Memorsion updates a Benjaminian theory of photography for a new media world.  It disrupts habitual ways of looking, making possible other kinds of connections between self and other, subject and object.  For Benjamin, “the optical reception of architecture […] spontaneously takes the form of casual noticing, rather than attentive observation.”7 Chantré makes inattention impossible.  His installation overwhelms the visitor with the stuff of reality that tends to evade conscious experience.

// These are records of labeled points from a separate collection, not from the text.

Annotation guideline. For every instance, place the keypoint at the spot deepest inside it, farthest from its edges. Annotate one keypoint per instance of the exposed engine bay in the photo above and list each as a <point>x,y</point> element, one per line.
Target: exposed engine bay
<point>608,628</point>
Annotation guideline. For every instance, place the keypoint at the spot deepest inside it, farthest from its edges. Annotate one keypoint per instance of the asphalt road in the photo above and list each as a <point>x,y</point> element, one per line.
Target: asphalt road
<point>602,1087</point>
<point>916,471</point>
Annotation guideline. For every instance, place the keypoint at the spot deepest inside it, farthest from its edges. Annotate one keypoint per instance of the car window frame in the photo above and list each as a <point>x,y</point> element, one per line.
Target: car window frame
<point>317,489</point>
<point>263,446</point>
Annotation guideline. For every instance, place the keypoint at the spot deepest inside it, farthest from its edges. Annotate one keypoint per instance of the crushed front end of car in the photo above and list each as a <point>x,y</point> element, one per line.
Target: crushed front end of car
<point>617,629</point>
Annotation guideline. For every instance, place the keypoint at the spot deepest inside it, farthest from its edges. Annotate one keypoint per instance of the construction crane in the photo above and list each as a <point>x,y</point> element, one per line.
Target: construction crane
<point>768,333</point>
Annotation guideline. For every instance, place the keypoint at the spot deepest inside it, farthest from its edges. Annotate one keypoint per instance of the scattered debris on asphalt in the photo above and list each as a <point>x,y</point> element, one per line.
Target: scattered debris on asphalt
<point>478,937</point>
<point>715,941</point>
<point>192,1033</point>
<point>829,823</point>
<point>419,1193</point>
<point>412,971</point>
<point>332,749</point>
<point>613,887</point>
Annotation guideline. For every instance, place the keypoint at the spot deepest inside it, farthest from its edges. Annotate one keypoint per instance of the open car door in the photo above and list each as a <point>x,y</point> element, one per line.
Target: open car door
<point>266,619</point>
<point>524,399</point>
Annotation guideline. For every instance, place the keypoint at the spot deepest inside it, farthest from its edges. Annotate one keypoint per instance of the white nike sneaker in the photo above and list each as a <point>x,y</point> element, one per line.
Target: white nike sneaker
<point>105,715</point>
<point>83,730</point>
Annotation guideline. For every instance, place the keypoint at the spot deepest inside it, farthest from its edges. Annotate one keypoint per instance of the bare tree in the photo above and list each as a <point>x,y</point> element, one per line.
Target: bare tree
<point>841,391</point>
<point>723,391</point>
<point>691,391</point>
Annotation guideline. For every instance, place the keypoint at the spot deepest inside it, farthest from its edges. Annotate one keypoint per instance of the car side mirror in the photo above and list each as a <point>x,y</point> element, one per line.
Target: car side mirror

The images, projected onto and through polyester screens, don’t resemble photographs so much as they resemble photographic negatives.  Relics of an analogue world, negatives are as obsolete as the buildings that Chantré captures with his digital camera.  Given that the screens are legible on both sides, they have a structural affinity with negatives, which harbour inverted images in translucent space until they emerge, developed, out of chemical vats.  Prior to their development, negatives exist in a kind of archival limbo: they are indexical traces that haven’t yet become icons.  As well as being visual echoes of one another, the screens share with negatives a common semiotics.  In the same way that negative images occupy a moment prior to their incorporation into the larger visual environment, the shots that project through the screens of Memorsion resist integration into any explanatory context.  In an allegorical sense, Chantré’s images are undeveloped.  They refer not to experiences but traces of experience, flash-moments that can’t be assimilated into a coherent and continuous pattern.

Memorsion adopts elements of photography to ask epistemological questions about images, memory, and subjectivity.  The installation makes clear that the camera doesn’t fracture our perceptions of reality or ourselves.  Instead, and as Ulrich Baer argues, it “[discloses] the world – the setting for human experience – as nothing but atoms moving in a void.”8 Photographs are aides-mémoire, but they also present history as unstable, a web of ruptures and bursts that undermines the notion of time as an uninterrupted, sequential, homogeneous flow.  As the medium that bestows light waves and moving particles with an appearance of solid objects and events, photography embodies the psychic tensions at play when we stitch the flashes of images that comprise our memory into stories about our environments and ourselves.  Memorsion frames reality as a jumble of isolated shards, which address the optical unconscious not only by drawing attention to what we might be inclined to ignore, but by doubling the psychological processes at work when we develop some experiences into memories and sublimate others in the basements of our minds.

Architectural ruins and abandoned buildings function within Chantré’s media ecology as metaphors of personal and collective history. Evacuated of human inhabitants, they register as excess: part of and exterior to the lived experiences of urban dwellers.  Instead of being blights on an otherwise pristine landscape, ruins become sites of projection, walls and girders that bear traces of contact, and upon which people write versions of themselves.  Graffiti tags are material remnants of more ephemeral inscriptions—the psychic and psychological imprints left behind by human traffic.  Because the buildings are abandoned, they make themselves available to modes of sensation and perception that exceed questions of use-value.  As detritus, ruins disrupt the flow of bodies that cities aim to facilitate.  They frustrate linear mobility.  As allegories of experience and subjectivity, ruins describe what doesn’t fit, what can’t be contained within the perceptual apparatus, but which flash up every so often, demanding that we attend to them.9

~Text written by Justin Pfefferle

Notes
1. Walter Benjamin, “The Work of Art in the Age of Mechanical Reproduction.” Walter Benjamin Selected Writings, Vol. 3 1935-1938. Ed. Howard Eiland and Michael W. Jennings. Cambridge: Harvard University Press, 2003.120.
2. Alex MacPherson, “Shadow on the Wall.” Verb Magazine, Issue S277, 14-20 February 2014. 15.
3. Manuel Chantré, Artist’s Talk at PAVED Gallery, Saskatoon, 18 January 2014.
4. Chantré, Artist’s Talk.
5. Benjamin, 118.
6.Benjamin, 118.
7. Benjamin, 120.
8. Ulrich Baer, Spectral Evidence: The Photography of Trauma. Cambridge: Massachusetts Institute of Technology Press, 2002. 5.
9.More needs to be said about the aural dimensions of Memorsion.